Demir:bilmiyorum! Sinyal çekmiyor nerde olduğunu göremiyorum.
Çağan oflayarak indi motordan.
Zeynep:ne sinyalinden bahsediyorsun?
Ülkü:ormada kim var?
Diye sordu ikiside telaşla.
Yağız:tuana.
Diye cevapladı hızla.
Ülkü:tuana mı?
Zeynep:ormanda ne işi var?
Yağız:bilmiyoruz.
Dedi Ülkü ve zeynep birbirine baktı.
Zeynep:ormanda olduğunu nasıl anladınız?
Diye sordu merakla.
Ülküde bunu merak etmiş olmuşki diğerlerine bakıyordu.

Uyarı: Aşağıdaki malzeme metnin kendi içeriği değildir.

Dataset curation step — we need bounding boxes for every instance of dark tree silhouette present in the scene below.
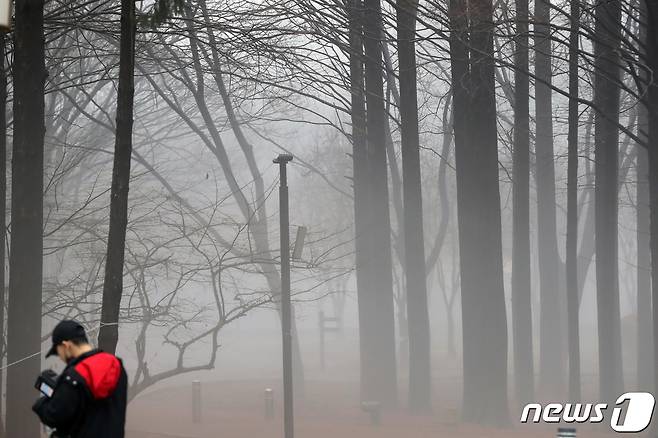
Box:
[3,0,46,438]
[565,0,580,402]
[512,0,535,405]
[534,0,564,397]
[397,0,432,412]
[98,0,136,353]
[449,0,509,424]
[594,1,623,401]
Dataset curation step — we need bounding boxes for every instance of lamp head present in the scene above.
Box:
[272,154,292,164]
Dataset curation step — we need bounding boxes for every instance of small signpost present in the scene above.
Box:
[557,427,576,438]
[192,380,201,423]
[265,388,274,420]
[318,311,340,370]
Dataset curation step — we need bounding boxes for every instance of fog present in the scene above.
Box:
[0,0,658,438]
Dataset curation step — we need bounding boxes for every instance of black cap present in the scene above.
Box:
[46,320,87,357]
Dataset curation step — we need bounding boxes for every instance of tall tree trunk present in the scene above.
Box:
[594,0,623,401]
[359,0,397,405]
[449,0,509,424]
[644,0,658,424]
[397,0,432,412]
[98,0,136,353]
[6,0,46,438]
[636,2,654,390]
[512,0,535,405]
[565,0,580,402]
[535,0,565,396]
[0,34,7,438]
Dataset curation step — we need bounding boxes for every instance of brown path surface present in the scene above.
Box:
[126,381,635,438]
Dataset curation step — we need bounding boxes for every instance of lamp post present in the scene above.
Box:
[273,154,294,438]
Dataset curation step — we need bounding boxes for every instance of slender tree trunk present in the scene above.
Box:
[636,1,654,390]
[350,0,395,408]
[397,0,432,412]
[512,0,535,405]
[98,0,136,353]
[359,0,397,405]
[565,0,581,402]
[449,0,509,424]
[0,34,7,438]
[594,0,623,401]
[644,0,658,424]
[535,0,565,396]
[6,0,46,438]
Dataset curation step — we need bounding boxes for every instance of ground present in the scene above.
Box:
[126,380,628,438]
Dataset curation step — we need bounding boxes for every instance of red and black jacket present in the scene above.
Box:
[32,350,128,438]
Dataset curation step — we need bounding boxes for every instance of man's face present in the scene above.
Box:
[57,341,73,363]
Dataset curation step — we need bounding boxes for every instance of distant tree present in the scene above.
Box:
[636,1,654,388]
[565,0,581,402]
[534,0,565,397]
[449,0,509,424]
[512,0,534,405]
[396,0,432,412]
[98,0,137,353]
[593,0,623,401]
[357,0,397,405]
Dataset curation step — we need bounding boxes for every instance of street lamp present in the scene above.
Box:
[273,154,294,438]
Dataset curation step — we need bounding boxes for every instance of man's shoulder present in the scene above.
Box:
[70,350,125,399]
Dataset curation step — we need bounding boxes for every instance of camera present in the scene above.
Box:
[34,370,57,397]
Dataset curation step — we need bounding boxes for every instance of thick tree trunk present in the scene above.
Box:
[6,0,46,438]
[350,0,397,408]
[359,0,397,405]
[594,0,623,401]
[512,0,535,405]
[98,0,136,353]
[565,0,580,402]
[535,0,565,397]
[635,2,654,390]
[397,0,432,412]
[449,0,509,424]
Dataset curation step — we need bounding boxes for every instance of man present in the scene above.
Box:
[32,321,128,438]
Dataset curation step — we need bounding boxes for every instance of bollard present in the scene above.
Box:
[557,427,576,438]
[265,388,274,420]
[192,380,201,423]
[361,401,382,426]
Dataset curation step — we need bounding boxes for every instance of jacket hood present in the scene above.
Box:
[74,351,121,399]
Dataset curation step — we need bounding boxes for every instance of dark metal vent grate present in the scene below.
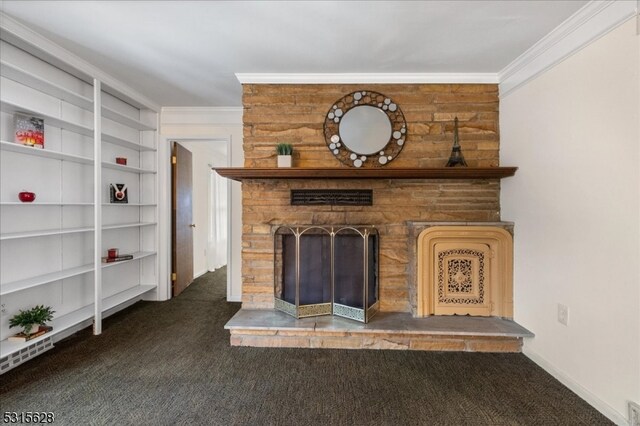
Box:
[291,189,373,206]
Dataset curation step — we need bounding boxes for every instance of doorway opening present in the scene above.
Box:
[171,139,231,297]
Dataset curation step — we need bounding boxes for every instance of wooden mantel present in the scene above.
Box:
[214,167,518,181]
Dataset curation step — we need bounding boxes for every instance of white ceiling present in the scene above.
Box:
[0,0,587,106]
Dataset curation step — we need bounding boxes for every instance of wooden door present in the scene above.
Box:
[171,142,195,297]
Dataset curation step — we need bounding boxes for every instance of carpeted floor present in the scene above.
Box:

Demir:çaçamız zeki bir aşık olduğu için tuninin alyansına cip taktırmış.
Diye kısaca cevapladı.
Evet o alyans sıradan bir alayans değildi icinde bir cip vardı.
Bunu tuanaya güvenmediği için değil.
Eyer başına birşey gelirse onu kolayca bulamak içindi.
Bunu demire çok geç söylemişti haliyle onu biraz daha geç bulacaklardı.
Demir:buldum! Buldum! Ben bir dahiyim onu buldum!
Dedi hızla.
Çağan:o nerde?!
Diye hızla.
Demir:önce bana bir madalya hazırlaman gerek.
Dedi neşeyle.
Çağın:iki saniye içinde yerini söylemezsen o madalyayı takacak bir boynun kalmayacak demir!
Diye bir tehdit savurdu.
Demir:söylemiyom lan! Kaybetmeseydin karını.
Dedi bir çocuk gibi bozulmuştu.
Çağan:demir!
Diye bağırdi öfkeyle.
Çağanın görmüyor olmasına rağmen omzunu silkti.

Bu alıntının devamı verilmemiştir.